Blair Witch (2016)

"Blair Witch" merupakan perjuangan frustasi untuk mengulangi formula kesuksesan "The Blair Witch Project" bahkan sedari taktik promosi yang mengutamakan unsur kejutan. Awalnya mengusung judul "The Woods" dan diproyeksikan sebagai karya orisinal terbaru Adam Wingard  one of the most interesting horror filmmaker today  film ini gres mengungkap jati dirinya dua bulan sebelum perilisan. Publik tersentak dan antisipasi melambung tinggi. Tapi semoga bagaimanapun, tidak mungkin mengulang imbas 17 tahun kemudian tatkala film pertamanya mengubah wajah perfilman horror, mengejutkan penonton melalui misteri viral marketing yang membaurkan batasan fiksi dan realita. 

"The Blair Witch Project" ialah sajian solid. Selain aspek mistis, terdapat pula teror berupa degradasi psikis abjad yang tersesat di hutan. Tapi aku termasuk sedikit orang yang meyakini film itu takkan disematkan gelar masterpiece apabila dirilis pada abad sekarang, ketika found footage sudah (nyaris) mencapai titik nadir, dan masyarakat tak lagi gampang "ditipu" oleh promosi vrial. Dalam hal ini "Blair Witch" telah kalah selangkah. Bahkan keputusan Wingard setia pada cara bertutur film pertamanya justru mencuatkan kesan dipaksakan; trying too hard to looks real and kept the terror inside audiences mind. 

Kisahnya ber-setting 20 tahun pasca film pertama, mengenai James (James Allen McCune), adik dari Heather  protagonis "The Blair Witch Project"  yang meyakini sang abang masih hidup dan terobsesi untuk terus melaksanakan pencarian. Pencarian itu menemukan sedikit titik terang kala ia menemukan sebuah footage di internet yang dipercaya merupakan sisa rekaman milik Heather. Dibantu oleh tiga teman plus dua cowok lokal, James nekat memasuki hutan Black Hills. Bukan saja jumlah abjad bertambah, alat rekam pun turut di-upgrade. Kali ini mereka berbekal kamera DSLR, kamera di earphone, serta sebuah drone
Keberadaan earphone camera mengurangi tidak logisnya found footage sewaktu para tokoh tetap sibuk merekam walau terjebak ancaman mematikan, alasannya ialah kamera tersebut memang selalu melekat di badan karakter.

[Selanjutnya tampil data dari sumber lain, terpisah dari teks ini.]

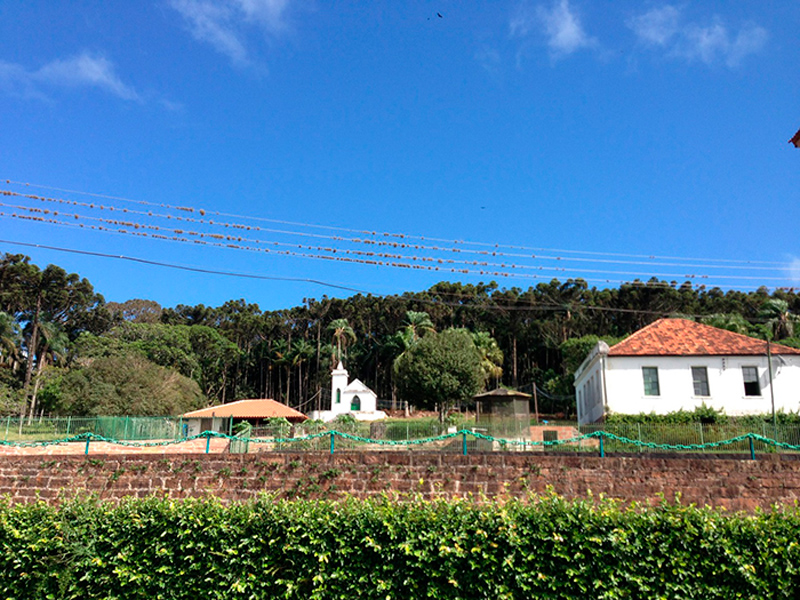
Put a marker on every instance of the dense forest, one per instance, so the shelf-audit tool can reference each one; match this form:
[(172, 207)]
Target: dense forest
[(65, 350)]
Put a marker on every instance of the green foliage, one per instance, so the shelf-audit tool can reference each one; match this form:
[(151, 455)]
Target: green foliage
[(705, 415), (546, 548), (702, 414), (122, 385), (439, 370)]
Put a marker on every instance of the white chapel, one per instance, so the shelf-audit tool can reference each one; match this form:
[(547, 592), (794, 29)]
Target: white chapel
[(353, 398)]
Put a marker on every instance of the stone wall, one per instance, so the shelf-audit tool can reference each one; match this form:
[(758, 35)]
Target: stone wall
[(734, 483)]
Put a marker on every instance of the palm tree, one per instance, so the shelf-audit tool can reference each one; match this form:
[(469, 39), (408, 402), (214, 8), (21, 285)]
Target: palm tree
[(780, 321), (302, 351), (53, 344), (491, 355), (342, 332), (418, 324)]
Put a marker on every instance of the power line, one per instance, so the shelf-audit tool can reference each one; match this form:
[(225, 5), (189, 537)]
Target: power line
[(382, 243), (438, 265), (486, 307), (156, 263), (373, 233), (485, 266)]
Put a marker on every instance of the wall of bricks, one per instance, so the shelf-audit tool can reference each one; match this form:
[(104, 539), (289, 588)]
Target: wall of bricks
[(736, 484)]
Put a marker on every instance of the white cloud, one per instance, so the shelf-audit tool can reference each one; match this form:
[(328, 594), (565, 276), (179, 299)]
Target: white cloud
[(656, 26), (224, 24), (489, 59), (559, 24), (85, 70), (710, 44), (82, 70), (563, 29)]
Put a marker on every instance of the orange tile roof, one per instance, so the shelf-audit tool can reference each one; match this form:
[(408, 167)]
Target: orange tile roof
[(679, 337), (248, 409)]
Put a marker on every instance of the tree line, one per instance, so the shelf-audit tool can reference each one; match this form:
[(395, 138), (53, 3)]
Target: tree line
[(65, 350)]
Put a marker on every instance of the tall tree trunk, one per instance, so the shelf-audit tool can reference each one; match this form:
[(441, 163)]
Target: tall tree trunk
[(36, 383), (514, 382)]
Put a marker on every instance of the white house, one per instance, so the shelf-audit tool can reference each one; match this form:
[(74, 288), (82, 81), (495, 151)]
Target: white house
[(352, 398), (675, 364)]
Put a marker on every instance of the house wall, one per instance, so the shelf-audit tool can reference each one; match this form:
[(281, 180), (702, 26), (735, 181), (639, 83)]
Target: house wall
[(590, 387), (625, 384)]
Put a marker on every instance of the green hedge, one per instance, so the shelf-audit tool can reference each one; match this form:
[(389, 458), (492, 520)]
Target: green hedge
[(545, 548)]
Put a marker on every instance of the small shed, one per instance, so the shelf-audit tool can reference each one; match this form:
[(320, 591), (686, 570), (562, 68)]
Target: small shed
[(504, 414), (223, 417)]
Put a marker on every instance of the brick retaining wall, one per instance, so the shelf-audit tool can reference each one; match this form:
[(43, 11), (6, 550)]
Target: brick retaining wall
[(732, 483)]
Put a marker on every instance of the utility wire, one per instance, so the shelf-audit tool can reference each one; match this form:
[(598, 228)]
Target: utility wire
[(373, 242), (383, 234), (542, 307), (365, 258)]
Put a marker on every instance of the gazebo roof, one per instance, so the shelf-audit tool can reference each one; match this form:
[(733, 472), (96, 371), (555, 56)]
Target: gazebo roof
[(248, 409), (501, 394)]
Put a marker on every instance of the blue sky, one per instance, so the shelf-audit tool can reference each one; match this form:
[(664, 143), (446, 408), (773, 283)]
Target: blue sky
[(578, 130)]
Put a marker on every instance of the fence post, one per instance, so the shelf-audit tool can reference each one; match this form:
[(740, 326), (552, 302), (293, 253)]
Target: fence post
[(702, 437), (639, 435)]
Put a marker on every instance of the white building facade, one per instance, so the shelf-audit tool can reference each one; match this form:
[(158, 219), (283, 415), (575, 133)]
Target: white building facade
[(353, 398), (674, 364)]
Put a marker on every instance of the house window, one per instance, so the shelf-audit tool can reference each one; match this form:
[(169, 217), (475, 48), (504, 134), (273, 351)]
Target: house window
[(700, 381), (650, 376), (751, 385)]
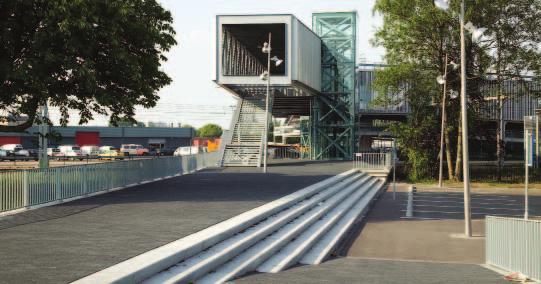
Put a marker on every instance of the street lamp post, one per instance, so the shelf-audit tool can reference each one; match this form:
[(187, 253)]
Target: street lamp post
[(440, 182), (43, 141), (266, 135), (464, 113), (444, 4), (266, 76)]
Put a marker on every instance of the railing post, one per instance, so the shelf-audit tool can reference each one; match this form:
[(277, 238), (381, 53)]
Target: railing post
[(58, 192), (26, 189), (85, 185)]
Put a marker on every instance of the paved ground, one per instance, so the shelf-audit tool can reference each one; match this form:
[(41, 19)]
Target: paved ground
[(350, 270), (20, 164), (389, 248), (63, 243)]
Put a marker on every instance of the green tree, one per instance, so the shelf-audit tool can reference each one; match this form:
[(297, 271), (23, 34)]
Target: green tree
[(89, 56), (512, 42), (209, 131), (417, 36)]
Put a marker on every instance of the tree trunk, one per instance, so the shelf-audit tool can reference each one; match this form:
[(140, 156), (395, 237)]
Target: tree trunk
[(448, 154), (499, 136), (458, 167)]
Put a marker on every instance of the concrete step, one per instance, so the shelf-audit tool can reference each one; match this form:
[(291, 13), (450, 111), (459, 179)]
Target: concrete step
[(271, 237)]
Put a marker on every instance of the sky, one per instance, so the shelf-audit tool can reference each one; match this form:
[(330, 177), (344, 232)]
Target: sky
[(193, 98)]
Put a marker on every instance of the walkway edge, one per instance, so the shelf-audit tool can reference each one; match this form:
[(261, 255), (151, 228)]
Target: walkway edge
[(141, 267)]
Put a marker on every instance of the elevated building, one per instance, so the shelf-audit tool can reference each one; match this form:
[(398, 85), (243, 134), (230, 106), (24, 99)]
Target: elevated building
[(314, 75)]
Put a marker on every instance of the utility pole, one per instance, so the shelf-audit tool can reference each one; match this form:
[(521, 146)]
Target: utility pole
[(43, 141), (265, 138), (464, 113), (440, 182)]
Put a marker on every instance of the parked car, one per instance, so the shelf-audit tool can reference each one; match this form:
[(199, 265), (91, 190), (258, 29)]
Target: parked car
[(110, 153), (13, 148), (90, 150), (186, 150), (51, 152), (33, 154), (16, 150), (70, 151), (166, 151), (134, 149), (5, 155)]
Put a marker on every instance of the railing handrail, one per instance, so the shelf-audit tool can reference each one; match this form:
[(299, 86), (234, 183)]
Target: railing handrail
[(514, 244), (36, 187)]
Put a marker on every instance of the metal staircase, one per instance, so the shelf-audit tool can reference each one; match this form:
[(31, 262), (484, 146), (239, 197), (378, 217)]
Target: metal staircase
[(246, 145)]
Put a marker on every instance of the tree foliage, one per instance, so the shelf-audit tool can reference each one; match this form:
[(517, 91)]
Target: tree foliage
[(90, 56), (417, 36), (209, 131)]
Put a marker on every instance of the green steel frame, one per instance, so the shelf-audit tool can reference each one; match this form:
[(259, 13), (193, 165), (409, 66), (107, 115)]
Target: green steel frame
[(333, 119)]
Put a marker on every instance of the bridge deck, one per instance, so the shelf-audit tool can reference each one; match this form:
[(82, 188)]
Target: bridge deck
[(66, 242)]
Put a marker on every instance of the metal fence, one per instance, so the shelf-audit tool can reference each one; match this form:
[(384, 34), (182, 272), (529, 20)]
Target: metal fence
[(514, 245), (26, 188), (285, 153), (372, 161)]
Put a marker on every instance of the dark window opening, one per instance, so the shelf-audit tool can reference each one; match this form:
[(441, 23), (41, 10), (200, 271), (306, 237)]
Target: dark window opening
[(241, 50)]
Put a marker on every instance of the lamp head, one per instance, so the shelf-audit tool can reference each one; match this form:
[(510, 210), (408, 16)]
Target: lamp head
[(266, 48), (442, 4), (264, 76), (440, 79), (277, 60)]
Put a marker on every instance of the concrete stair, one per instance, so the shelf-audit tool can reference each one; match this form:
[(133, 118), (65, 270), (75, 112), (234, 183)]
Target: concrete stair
[(300, 228)]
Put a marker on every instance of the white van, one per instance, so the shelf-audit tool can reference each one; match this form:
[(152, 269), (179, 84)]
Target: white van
[(185, 151), (16, 149), (90, 150), (71, 151)]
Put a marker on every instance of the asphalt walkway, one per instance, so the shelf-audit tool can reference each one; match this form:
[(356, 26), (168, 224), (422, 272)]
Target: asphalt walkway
[(62, 243), (387, 247)]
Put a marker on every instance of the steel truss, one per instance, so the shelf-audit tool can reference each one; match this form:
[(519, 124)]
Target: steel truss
[(333, 118)]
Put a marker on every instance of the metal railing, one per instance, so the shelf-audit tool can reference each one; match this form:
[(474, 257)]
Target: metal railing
[(27, 188), (372, 161), (514, 245)]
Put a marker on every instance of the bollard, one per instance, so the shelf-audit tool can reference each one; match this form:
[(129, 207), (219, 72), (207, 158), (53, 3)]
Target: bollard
[(409, 209)]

Tapi modernisasi tersebut berujung pointless karena kita masih dihadapkan pada shaky cam berlebihan yang menyulitkan untuk mencerna rangkaian kejadian. "The Blair Witch Project" memang didominasi gerakan bernafsu serupa, tapi kesan murah DV Camera pula penggunaan warna hitam putih pada beberapa belahan sukses menguatkan nuansa eerie realism. Sedang di sini, kita hanya dihadapkan pada gambar berkualitas HD yang rutin bergoyang, menolak menangkap kejadian secara jelas. It's not creepy but annoying.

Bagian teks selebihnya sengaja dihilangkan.